Os atletas também foram incorporados a divulgação e comunicação digital do torneio. A VNL possui duas campanhas digitais, a “Be part of the Game” e a “Tricks”, onde atletas de seleções participantes do torneio participam de vídeos com o intuito de mostrar o jogo e o esporte de um lado mais técnico (Be Part Of The Game) ou um lado mais lúdico, onde os atletas mostram as suas habilidades com brincadeiras (Tricks).
Por fim, um aspecto importante para a VNL é que o local da fase final é determinado por concorrência. A cidade ou região que se mostrar interessada deve mostrar que possui uma estrutura adequada para os padrões exigidos. Essa estratégia permite que ações de marketing sejam planejadas antecipadamente, que as televisões permitam espaços na sua grade de transmissão, que seja possível solucionar qualquer problema que possa ocorrer e, por fim, permite um planejamento melhor de todos envolvidos na organização.
A edição 2021
Infelizmente, essa edição da VNL será um pouco diferente por causa da pandemia de COVID-19.
A edição 2021 será a quarta edição do torneio internacional (será a quarta pois a edição de 2020 foi cancelada) e será inteiramente disputada na cidade italiana de Rimini, na costa Adriática. O Centro de Exposições da cidade foi inteiramente adaptado para ter quadras de treino e de jogo (duas na verdade) e toda a estrutura física necessária para realizar bem o torneio.
Como o torneio ocorre na mesma cidade (ao invés do tradicional tour pelo mundo) houve a implementação de uma bolha. Essa bolha terá uma série de regras bem definidas tanto dentro do local de jogo quanto nos hotéis.

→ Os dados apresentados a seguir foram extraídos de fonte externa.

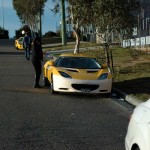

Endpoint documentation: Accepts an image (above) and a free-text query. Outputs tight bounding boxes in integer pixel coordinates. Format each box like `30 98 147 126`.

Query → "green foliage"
13 0 47 27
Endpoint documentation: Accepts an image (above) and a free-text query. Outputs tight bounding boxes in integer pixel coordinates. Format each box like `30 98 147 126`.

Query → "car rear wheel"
50 76 57 94
43 77 50 86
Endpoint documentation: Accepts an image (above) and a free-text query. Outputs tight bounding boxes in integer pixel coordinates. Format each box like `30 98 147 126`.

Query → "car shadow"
113 77 150 95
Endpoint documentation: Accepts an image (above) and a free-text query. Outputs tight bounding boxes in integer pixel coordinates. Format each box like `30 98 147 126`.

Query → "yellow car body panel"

Entre as principais regras estão o fato que os hotéis são exclusivos para aqueles que trabalham no evento, entre staff, árbitros, atletas e comissão técnica (ao todo são quase 1000 pessoas).
Um ponto que é um pouco diferente para esse campeonato é o fato de não ter juíz de linha, mas esperam que o fato de ter o desafio de vídeo em todos os jogos podem ser o suficiente para suprir essa ausência. Outro ponto importante para essa temporada é o fato que esse ano não terá o rebaixamento, ou seja, todos que competem nessa temporada vão participar em 2022.
De uma forma geral, porém, o formato do torneio não muda muito. São 16 times masculinos e femininos e que jogam todos contra todos durante 5 semanas. Os jogos femininos ocorrem de terça a quinta e os masculinos são de sexta a domingo. As 4 equipes mais bem colocadas depois dessa fase vão para as semifinais e os vencedores dessa rodada jogam a grande final. Serão 8 jogos por dia para um total de 248 durante todo o torneio.
O que podemos aprender com esse processo do vôlei?
Um dos principais pontos é não ter medo de mudanças. Se uma regra ou um aspecto do jogo não faz mais sentido tanto para o esporte de uma maneira geral, quanto para os atletas e para o fã, mude, adapte. Quando a FIVB começou a perceber que a regra da vantagem estava atrasando demais o andamento da partida, ela eliminou a regra.
Para tornar o jogo mais dinâmico e legal para o espectador, criaram a posição de líbero e permitiram uma posição especializada na defesa e, por tanto, mais dinâmico. Houve também muitos testes em relação à regra do toque na rede, com momentos onde não era permitido toque algum e outros onde era possível tocar na parte de baixo se não houvesse interferência no jogo.
Por fim, acredito que a lição mais valiosa é a de constante adaptação à experiência daqueles envolvidos. A VNL chegou para dar uma solução a vários problemas que atrapalhavam a competição e o esporte em si. Nós não devemos ficar com a ideia de que as coisas são feitas de uma única maneira e devemos simplesmente aceitar. Também devemos entender que porque algo faz sucesso e é bom, não quer dizer que é perfeito, podemos sempre ajustar.